29 / 11 / 19
By Hannah Taylor, F&BF Head of Operations
There’s a concept in the LGBT+ community of chosen family. The group of people we’re close to and consider family, even though we’re not related.
There’s a sadness behind this; a quarter of homeless young people in the UK are LGBT+, with 77% of them saying that coming out to their parents was the main factor. This affects those growing up in both religious and non-religious households. (Visit the fantastic LGBT+ youth homeless charity akt for more information.)
This is why safe spaces for LGBT+ people of different faiths, beliefs and backgrounds are so special, and why, for National Interfaith Week, the Faith & Belief Forum was delighted to partner with Sarbat LGBT Sikhs, London Queer Muslims, OneBodyOneFaith, and Quaker Gender & Sexual Diversity Community, to host over 60 LGBT+ people and their friends, family and other allies, to celebrate together.
As people arrived they mingled over mocktails. Young people met with people working for LGBT+ charities. LGBT+ groups and sexual health providers shared information about local services. Christians talked to Sikhs talked to Muslims talked to Jews talked to non-religious people talked to Hare Krisnas talked to Buddhists talked to non-religious talked to Hindus talked to Spiritual…
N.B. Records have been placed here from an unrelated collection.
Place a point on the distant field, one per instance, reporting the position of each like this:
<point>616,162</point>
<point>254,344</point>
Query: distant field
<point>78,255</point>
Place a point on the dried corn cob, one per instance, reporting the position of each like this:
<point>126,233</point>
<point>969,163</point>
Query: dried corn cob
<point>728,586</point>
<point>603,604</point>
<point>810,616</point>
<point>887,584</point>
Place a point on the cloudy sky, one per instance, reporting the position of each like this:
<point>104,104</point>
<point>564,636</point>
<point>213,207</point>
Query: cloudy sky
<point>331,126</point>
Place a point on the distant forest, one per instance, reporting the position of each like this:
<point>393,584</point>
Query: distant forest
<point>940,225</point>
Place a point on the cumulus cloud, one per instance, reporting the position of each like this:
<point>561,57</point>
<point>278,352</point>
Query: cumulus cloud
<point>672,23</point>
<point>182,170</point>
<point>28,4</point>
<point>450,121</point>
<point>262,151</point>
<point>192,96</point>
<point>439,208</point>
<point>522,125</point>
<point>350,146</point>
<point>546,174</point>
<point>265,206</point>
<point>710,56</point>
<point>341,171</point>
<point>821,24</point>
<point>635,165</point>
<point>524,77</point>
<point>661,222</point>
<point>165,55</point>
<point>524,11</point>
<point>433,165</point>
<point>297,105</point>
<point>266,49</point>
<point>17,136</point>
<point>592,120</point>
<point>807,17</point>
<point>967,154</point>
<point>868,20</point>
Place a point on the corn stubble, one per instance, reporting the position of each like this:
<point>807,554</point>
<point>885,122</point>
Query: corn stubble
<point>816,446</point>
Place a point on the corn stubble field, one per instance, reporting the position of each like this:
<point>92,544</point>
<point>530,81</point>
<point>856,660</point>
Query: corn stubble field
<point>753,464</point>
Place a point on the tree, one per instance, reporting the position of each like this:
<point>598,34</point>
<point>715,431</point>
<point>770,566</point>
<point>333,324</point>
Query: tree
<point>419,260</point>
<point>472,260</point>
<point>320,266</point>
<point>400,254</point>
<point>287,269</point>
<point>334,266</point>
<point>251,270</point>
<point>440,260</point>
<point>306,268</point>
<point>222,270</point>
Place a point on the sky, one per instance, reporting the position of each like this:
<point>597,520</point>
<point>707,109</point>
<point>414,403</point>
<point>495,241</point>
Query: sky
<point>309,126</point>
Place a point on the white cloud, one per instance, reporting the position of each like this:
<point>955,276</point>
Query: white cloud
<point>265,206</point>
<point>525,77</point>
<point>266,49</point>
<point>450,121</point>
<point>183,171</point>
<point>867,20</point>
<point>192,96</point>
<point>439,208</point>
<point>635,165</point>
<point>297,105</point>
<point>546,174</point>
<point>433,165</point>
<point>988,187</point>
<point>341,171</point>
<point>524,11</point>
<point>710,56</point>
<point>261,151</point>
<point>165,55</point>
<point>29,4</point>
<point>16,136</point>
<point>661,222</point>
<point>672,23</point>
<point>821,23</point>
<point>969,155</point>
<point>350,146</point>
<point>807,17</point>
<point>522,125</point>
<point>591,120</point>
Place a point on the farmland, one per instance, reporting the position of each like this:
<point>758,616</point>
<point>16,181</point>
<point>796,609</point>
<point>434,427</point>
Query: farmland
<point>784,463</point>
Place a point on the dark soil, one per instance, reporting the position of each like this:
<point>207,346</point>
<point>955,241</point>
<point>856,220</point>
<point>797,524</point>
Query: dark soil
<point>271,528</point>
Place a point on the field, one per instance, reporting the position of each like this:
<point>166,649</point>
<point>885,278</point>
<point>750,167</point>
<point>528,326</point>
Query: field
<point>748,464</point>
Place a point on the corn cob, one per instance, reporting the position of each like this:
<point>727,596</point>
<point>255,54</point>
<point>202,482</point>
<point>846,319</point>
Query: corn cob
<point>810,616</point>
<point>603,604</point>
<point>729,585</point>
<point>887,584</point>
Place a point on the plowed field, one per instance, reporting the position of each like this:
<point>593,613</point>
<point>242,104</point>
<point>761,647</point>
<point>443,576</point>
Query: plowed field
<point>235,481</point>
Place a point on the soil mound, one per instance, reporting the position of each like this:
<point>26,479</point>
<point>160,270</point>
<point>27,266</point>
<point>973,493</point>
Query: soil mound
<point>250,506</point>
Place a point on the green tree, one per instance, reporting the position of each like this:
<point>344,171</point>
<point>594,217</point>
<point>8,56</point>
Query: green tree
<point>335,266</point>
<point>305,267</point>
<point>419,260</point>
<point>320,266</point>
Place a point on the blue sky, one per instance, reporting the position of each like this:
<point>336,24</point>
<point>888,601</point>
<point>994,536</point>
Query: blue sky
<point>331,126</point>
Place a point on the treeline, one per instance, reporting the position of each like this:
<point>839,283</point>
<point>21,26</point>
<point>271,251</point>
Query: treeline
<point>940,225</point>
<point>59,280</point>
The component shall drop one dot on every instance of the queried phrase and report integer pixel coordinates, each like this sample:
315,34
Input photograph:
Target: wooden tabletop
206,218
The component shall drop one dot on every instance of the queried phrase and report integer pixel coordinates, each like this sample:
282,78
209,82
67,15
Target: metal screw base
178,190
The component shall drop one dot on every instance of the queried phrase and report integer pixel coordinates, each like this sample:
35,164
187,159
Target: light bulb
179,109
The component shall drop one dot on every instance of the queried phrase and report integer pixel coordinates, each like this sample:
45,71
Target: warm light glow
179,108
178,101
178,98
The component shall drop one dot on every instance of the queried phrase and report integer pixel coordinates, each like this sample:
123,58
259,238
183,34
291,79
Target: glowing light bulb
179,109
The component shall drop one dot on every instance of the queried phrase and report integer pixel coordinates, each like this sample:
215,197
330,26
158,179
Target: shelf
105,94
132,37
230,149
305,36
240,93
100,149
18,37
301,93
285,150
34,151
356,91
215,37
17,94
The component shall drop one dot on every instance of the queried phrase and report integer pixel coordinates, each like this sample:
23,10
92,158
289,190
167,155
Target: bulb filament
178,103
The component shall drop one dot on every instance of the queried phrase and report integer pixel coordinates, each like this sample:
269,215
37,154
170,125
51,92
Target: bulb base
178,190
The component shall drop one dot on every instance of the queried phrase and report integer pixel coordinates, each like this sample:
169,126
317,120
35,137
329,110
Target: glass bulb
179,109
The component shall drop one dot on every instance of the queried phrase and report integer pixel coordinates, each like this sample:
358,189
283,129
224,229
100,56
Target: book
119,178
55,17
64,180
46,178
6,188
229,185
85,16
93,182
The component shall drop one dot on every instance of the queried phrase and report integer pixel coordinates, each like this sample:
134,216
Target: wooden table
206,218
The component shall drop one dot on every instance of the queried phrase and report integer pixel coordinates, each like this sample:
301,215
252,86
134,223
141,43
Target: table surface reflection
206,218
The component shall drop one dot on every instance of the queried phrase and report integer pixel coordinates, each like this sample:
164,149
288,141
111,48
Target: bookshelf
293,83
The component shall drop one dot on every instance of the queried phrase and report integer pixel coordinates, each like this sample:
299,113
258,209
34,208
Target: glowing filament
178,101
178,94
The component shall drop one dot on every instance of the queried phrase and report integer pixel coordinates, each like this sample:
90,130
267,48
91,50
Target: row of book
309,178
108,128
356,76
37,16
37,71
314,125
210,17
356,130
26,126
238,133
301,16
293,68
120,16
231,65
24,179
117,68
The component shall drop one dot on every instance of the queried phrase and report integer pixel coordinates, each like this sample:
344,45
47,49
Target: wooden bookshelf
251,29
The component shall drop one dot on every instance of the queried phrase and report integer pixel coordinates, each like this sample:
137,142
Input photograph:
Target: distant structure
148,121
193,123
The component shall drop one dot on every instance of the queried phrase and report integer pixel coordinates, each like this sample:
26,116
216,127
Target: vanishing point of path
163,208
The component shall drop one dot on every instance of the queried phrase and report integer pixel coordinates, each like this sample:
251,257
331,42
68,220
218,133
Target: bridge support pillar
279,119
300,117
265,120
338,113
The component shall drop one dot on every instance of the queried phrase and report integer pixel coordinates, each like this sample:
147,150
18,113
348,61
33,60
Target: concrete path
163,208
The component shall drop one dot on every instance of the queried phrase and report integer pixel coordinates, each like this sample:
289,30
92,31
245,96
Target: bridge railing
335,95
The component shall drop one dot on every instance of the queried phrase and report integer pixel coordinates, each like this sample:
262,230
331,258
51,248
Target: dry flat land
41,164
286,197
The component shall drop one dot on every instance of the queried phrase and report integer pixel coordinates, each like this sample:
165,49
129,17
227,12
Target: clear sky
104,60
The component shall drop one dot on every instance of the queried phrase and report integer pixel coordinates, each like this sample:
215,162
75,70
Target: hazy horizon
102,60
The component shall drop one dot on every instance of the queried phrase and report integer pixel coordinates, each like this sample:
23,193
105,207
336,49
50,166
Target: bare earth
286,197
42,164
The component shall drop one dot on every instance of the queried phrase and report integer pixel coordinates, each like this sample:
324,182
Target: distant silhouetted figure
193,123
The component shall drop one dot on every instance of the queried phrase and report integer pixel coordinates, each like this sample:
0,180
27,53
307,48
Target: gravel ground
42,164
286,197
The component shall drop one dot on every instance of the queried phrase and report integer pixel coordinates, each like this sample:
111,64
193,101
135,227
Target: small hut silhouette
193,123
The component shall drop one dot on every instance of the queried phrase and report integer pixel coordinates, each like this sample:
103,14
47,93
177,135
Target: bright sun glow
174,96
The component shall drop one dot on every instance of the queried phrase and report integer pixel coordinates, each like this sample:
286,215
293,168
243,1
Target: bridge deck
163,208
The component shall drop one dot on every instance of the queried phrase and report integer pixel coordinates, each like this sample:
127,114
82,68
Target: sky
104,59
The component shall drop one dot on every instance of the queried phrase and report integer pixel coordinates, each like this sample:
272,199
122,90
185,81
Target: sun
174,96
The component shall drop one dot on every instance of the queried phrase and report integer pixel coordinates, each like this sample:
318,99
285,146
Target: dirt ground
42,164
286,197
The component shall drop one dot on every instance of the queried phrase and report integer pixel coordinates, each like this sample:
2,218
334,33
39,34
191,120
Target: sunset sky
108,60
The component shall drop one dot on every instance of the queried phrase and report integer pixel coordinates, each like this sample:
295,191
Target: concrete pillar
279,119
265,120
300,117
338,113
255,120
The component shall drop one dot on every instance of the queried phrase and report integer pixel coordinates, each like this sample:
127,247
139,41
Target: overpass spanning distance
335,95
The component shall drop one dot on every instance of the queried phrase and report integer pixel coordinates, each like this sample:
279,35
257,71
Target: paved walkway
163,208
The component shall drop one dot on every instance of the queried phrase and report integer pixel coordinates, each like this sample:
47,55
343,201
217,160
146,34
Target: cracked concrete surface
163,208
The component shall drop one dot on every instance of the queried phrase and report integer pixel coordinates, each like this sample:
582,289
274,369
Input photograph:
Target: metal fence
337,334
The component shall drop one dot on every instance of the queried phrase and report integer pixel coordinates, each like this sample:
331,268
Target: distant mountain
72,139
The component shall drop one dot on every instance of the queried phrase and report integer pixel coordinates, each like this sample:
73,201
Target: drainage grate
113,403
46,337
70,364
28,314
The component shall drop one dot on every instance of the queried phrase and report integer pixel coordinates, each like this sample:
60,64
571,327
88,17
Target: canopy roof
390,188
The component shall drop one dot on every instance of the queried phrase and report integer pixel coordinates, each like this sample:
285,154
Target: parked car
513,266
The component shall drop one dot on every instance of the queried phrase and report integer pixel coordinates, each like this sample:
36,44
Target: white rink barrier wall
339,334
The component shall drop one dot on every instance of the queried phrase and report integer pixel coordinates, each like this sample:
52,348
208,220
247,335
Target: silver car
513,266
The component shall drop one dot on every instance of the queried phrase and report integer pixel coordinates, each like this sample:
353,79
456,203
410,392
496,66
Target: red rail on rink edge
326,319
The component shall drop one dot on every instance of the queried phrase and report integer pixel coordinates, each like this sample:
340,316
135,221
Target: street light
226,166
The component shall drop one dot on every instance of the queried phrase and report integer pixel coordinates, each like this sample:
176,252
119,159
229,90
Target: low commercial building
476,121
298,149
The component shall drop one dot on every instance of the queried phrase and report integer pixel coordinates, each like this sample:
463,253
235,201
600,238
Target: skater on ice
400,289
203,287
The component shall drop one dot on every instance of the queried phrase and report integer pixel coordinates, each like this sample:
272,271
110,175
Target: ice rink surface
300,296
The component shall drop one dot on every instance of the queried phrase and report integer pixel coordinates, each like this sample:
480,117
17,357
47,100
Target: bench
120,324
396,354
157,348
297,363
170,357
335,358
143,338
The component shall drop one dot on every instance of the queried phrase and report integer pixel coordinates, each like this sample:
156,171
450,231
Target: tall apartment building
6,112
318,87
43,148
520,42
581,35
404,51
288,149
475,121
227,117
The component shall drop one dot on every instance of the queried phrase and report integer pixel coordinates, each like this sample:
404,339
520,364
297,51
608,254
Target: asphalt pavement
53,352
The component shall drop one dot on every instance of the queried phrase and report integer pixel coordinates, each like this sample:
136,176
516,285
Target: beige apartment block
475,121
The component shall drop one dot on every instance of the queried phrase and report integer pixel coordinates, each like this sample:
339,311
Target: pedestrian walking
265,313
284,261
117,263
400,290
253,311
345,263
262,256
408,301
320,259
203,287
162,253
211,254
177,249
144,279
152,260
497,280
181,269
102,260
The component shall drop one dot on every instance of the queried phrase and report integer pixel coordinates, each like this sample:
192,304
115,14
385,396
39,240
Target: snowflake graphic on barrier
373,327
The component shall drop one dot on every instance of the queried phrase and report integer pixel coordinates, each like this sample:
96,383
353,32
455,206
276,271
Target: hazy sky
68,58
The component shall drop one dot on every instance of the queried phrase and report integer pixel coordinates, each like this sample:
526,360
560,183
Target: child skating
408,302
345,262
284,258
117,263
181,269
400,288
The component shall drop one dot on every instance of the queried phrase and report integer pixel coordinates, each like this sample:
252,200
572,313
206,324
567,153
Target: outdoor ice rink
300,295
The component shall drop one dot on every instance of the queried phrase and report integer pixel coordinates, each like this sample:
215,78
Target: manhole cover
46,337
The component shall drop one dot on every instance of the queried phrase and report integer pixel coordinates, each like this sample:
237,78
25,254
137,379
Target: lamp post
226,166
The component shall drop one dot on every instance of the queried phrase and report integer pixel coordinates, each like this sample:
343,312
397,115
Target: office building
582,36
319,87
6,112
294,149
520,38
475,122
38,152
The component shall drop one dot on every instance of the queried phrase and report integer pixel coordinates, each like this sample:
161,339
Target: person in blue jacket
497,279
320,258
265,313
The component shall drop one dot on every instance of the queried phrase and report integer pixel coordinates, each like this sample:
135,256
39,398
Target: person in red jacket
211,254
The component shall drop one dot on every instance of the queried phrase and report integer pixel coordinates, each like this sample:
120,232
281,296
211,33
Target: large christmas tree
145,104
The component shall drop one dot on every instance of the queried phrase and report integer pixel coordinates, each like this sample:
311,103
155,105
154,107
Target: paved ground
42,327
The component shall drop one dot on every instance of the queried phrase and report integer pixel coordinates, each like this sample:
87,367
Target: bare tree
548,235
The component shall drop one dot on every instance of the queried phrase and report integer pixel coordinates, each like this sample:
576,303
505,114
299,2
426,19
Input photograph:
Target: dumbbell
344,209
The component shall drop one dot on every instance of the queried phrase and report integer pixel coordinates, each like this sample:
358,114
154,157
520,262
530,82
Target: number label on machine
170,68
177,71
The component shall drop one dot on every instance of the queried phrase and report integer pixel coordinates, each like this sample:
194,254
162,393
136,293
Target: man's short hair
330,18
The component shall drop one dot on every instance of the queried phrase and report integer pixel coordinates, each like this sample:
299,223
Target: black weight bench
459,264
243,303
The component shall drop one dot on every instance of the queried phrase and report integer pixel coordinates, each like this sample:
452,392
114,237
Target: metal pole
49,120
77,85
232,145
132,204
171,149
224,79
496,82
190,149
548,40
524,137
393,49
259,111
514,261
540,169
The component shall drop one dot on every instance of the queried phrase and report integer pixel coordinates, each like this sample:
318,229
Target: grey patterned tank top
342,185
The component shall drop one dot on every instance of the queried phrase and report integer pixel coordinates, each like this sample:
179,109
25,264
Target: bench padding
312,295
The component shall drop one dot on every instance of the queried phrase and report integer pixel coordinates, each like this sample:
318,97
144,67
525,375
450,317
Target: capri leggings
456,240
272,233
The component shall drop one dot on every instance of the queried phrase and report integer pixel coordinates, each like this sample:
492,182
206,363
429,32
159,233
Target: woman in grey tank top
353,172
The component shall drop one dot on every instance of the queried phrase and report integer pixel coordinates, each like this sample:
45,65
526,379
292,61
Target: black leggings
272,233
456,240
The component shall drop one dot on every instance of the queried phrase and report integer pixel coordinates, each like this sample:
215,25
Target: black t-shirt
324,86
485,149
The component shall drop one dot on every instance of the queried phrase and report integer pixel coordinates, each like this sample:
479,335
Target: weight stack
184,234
The event was opened by Faith & Belief Forum’s Siobhán Anderson, who has pioneered our LGBT+Faith work over the last three years and provided training to over 150 LGBT+ organisations and groups to support them to become more inclusive towards and meet the needs of LGBT people of faith.
Then we heard from our fantastic partners; Sarbat is a volunteer led group addressing LGBT+ issues from a Sikh perspective (and a winner in this year’s Faith & Belief Forum’s Community Awards!); London Queer Muslims, the UK’s first Zikir & Islamic theology organisation run by and for queer Muslims; OneBodyOneFaith, which works towards LGBTI+ liberation and integration in churches in England; and Quaker Gender & Sexual Diversity Community (QGSDC) a loving, supportive community grounded in the Quaker faith.
Guests had brought special objects and pieces of writing that illustrated their beliefs and their personal stories. Around their tables, people shared hanukkiahs and hats, turbahs and tattoos, photos, holy books, and much more. The objects sparked tales of family and of youth, of struggles and of celebrations, and of both the challenges and the strength that their faiths brought.
The conversations continued over vegan shawarma and the mocktails kept flowing long into the evening. People shared with each other the things they had learned, and the tools they had collected, along their different journeys. LGBT people from across our different backgrounds drew strength from each other. There was an atmosphere of joy and solidarity.
By the end of the evening, connections had been made, contact details were being swapped, and bonds were being built, as we welcomed each other into our chosen families.